References (Selected)

1. American College of Obstetricians and Gynecologists. ACOG Practice Bulletin No. 189: Nausea and Vomiting of Pregnancy. Obstet Gynecol. 2018;131(1):e15–e30.
2. Nelson-Piercy C, Dean C, Shehmar M, et al. The Management of Nausea and Vomiting in Pregnancy and Hyperemesis Gravidarum (Green-top Guideline No. 69). BJOG. 2024;131(7):e1–e30.
3. Jennings LK, et al. Hyperemesis Gravidarum. In: StatPearls [Internet]. Treasure Island (FL): StatPearls Publishing; updated 2023.
4. Maslin K, et al. Nutritional consequences and management of hyperemesis gravidarum: a narrative review. Nutr Res Rev. 2022;35(1):56–70.

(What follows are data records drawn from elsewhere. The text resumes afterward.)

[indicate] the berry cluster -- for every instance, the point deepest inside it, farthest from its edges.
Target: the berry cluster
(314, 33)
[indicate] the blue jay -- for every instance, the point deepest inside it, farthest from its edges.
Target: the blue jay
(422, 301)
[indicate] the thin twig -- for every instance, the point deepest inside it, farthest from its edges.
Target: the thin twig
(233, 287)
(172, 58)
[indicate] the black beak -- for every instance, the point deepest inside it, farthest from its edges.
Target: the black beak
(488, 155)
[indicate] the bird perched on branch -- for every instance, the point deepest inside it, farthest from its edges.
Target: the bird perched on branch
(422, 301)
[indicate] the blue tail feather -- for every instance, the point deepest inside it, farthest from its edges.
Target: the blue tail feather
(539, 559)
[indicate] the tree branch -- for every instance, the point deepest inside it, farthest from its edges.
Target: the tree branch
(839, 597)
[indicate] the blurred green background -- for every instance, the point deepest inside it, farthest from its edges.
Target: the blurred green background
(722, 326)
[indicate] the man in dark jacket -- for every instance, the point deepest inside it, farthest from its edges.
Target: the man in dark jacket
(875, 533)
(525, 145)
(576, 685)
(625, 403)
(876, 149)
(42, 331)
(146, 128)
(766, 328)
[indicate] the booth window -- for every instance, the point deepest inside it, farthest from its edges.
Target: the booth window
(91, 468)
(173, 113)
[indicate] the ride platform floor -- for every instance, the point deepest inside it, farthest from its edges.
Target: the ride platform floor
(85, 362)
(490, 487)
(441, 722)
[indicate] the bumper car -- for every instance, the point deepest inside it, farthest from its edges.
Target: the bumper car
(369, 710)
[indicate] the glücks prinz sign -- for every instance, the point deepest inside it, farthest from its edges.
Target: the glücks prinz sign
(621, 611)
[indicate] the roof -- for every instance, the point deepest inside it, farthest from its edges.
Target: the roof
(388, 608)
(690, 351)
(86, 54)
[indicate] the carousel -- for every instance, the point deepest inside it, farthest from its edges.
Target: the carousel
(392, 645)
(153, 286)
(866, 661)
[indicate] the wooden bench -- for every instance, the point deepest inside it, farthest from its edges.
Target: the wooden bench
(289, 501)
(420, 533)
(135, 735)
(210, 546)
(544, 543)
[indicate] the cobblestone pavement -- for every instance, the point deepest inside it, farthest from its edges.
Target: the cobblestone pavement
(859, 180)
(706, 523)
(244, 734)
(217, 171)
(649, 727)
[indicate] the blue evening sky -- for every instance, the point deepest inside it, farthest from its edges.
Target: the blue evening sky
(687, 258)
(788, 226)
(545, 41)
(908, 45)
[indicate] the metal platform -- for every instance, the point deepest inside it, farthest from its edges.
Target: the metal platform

5. Jansen LAW, et al. Diagnosis and treatment of hyperemesis gravidarum. CMAJ. 2024;196(14):E477–E483.
6. Erdal H, et al. Guidelines for Treatment of Hyperemesis Gravidarum and Nausea and Vomiting in Pregnancy. Int J Clin Pract. 2024;Article ID 8830099.
7. Clark SM, et al. Inpatient Management of Hyperemesis Gravidarum. (CME review, 2024; institutional protocol–based).
8. Oudman E, et al. Wernicke’s encephalopathy in hyperemesis gravidarum: a systematic review. Eur J Obstet Gynecol Reprod Biol. 2019;236:84–93.